Azure / iot-edge-v1

Azure IoT Edge
http://azure.github.io/iot-edge/
Other
524 stars 258 forks source link

[V1] Gateway not starting after adding 511+ modules #655

Closed AnkitPtl closed 5 years ago

AnkitPtl commented 6 years ago

Environment :

Description :

Logs :

Error: Time:Wed Sep 12 09:23:50 2018 File:C:\agent_work\2\s\iot-edge\core\src\broker.c Func:start_module Line:343 module receive socket create failed Error: Time:Wed Sep 12 09:23:50 2018 File:C:\agent_work\2\s\iot-edge\core\src\broker.c Func:Broker_AddModule Line:514 start_module failed Error: Time:Wed Sep 12 09:23:50 2018 File:C:\agent_work\2\s\iot-edge\core\src\gateway_internal.c Func:gateway_addmodule_internal Line:461 Failed to add module to the gateway's broker. Error: Time:Wed Sep 12 09:26:00 2018 File:C:\agent_work\2\s\iot-edge\core\src\gateway_createfromjson.c Func:Gateway_CreateFromJson Line:78 Failed to create gateway using lower level library. Error: Time:Wed Sep 12 09:26:00 2018 File:C:\agent_work\2\s\src\gw\src\main.c Func:main Line:50 An error occurred while creating the gateway.

damonbarry commented 6 years ago

From the logs, it seems that nanomsg (used by our broker for communications between modules) has run out of sockets, so the code to create a socket for the 512th module fails.

I did some digging, and it looks like nanomsg has a compile-time limit of 512 sockets. Internally, we use one socket to publish messages to all modules, and then one socket per module to receive messages. So the 512th socket is created for the 511th module. I haven’t duplicated your scenario to confirm my theory, but this is likely the cause.

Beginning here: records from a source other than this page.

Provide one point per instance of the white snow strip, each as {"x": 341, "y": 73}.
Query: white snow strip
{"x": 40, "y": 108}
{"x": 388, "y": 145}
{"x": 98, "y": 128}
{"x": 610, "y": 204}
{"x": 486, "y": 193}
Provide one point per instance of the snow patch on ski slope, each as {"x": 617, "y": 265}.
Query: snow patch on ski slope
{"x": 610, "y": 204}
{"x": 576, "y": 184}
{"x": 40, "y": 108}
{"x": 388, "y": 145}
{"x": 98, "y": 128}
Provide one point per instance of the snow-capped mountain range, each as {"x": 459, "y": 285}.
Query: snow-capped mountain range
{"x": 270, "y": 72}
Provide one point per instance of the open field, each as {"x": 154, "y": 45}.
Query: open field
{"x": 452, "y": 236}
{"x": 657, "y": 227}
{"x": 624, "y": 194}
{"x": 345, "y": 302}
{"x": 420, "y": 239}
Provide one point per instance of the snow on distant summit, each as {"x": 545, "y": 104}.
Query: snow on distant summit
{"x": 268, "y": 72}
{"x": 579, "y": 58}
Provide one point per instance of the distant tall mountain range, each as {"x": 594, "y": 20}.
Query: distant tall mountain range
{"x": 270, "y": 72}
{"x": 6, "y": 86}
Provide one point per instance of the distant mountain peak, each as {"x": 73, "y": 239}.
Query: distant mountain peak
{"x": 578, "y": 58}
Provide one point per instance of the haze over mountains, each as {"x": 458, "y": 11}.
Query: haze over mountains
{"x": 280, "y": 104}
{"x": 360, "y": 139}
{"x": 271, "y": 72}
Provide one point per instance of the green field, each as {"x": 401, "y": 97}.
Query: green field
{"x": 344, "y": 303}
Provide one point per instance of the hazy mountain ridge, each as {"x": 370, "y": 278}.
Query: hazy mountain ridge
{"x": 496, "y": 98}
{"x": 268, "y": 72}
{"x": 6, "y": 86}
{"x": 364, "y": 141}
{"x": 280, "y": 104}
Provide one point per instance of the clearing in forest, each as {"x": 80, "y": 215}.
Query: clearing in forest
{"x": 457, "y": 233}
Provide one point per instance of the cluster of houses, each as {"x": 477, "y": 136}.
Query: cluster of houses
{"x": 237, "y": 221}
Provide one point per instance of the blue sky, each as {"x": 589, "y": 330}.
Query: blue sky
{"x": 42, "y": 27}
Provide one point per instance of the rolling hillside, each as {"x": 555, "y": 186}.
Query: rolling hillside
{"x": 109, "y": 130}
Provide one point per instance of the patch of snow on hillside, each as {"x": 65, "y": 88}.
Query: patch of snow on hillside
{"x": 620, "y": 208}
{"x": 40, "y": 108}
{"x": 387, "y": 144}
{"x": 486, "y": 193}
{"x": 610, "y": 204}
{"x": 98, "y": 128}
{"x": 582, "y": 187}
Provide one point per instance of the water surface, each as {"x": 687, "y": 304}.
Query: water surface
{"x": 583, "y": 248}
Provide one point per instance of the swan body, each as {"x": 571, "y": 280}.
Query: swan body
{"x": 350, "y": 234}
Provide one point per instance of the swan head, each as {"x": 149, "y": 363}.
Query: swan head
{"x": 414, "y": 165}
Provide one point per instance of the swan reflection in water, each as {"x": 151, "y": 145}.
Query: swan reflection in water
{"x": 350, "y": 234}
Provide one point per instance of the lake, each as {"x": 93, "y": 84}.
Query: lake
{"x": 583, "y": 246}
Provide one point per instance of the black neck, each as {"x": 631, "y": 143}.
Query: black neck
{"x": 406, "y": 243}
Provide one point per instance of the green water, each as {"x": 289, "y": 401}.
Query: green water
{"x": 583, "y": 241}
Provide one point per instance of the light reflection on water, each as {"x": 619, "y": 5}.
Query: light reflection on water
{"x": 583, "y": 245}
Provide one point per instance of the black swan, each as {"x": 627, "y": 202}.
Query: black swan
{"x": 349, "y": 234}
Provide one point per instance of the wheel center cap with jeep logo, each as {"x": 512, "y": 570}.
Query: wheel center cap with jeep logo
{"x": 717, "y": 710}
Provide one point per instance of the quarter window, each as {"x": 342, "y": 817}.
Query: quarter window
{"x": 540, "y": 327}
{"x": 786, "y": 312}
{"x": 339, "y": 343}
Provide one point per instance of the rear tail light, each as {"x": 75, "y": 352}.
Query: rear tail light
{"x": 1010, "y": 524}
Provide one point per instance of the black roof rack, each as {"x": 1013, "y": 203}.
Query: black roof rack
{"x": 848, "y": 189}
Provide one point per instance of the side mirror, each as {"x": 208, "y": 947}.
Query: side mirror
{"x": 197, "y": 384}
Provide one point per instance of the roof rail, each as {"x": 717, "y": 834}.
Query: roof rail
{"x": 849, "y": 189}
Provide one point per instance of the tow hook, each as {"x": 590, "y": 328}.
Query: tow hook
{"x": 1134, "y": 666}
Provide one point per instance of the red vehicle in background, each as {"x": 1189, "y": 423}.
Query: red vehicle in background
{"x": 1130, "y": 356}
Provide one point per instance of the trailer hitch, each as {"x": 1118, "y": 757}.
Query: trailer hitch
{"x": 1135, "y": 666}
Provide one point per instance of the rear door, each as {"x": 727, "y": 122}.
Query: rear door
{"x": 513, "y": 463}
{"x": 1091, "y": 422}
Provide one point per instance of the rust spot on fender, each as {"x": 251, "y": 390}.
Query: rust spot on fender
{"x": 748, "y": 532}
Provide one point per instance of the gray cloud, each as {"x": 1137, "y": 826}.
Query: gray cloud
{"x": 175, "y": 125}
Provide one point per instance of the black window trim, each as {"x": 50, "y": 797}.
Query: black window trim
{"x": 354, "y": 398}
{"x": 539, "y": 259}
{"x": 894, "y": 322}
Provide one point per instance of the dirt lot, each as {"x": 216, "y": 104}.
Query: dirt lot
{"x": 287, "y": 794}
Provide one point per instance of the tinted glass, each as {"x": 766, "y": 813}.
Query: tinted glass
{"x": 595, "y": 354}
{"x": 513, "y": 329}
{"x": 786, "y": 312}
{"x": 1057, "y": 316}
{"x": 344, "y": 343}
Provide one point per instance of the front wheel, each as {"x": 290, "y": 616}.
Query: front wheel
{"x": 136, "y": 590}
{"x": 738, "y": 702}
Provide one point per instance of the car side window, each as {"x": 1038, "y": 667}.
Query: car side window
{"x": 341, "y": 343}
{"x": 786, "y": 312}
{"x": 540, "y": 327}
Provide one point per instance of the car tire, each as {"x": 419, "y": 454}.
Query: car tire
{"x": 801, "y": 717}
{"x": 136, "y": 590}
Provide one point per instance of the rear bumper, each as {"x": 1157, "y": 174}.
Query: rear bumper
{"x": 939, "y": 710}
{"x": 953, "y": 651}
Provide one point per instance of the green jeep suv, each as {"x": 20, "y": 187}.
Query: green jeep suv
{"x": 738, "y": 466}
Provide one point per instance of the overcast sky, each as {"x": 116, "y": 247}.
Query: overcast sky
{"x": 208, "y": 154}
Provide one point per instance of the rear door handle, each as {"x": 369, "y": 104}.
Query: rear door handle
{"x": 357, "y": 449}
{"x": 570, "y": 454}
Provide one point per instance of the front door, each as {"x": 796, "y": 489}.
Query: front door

The nanomsg socket limit is configurable at build time, so you could figure out what the real socket limit is on your platforms, then build nanomsg for each platform with the platform-specific limit value. The value is NN_MAX_SOCKETS, and you’d set it as a CMake cache entry on the command line via "-DNN_MAX_SOCKETS=" when you build nanomsg.

damonbarry commented 5 years ago

No activity, closing. If you've tried to configure nanomsg to an appropriate value for your platform and you're still seeing this problem, please reopen. Thanks!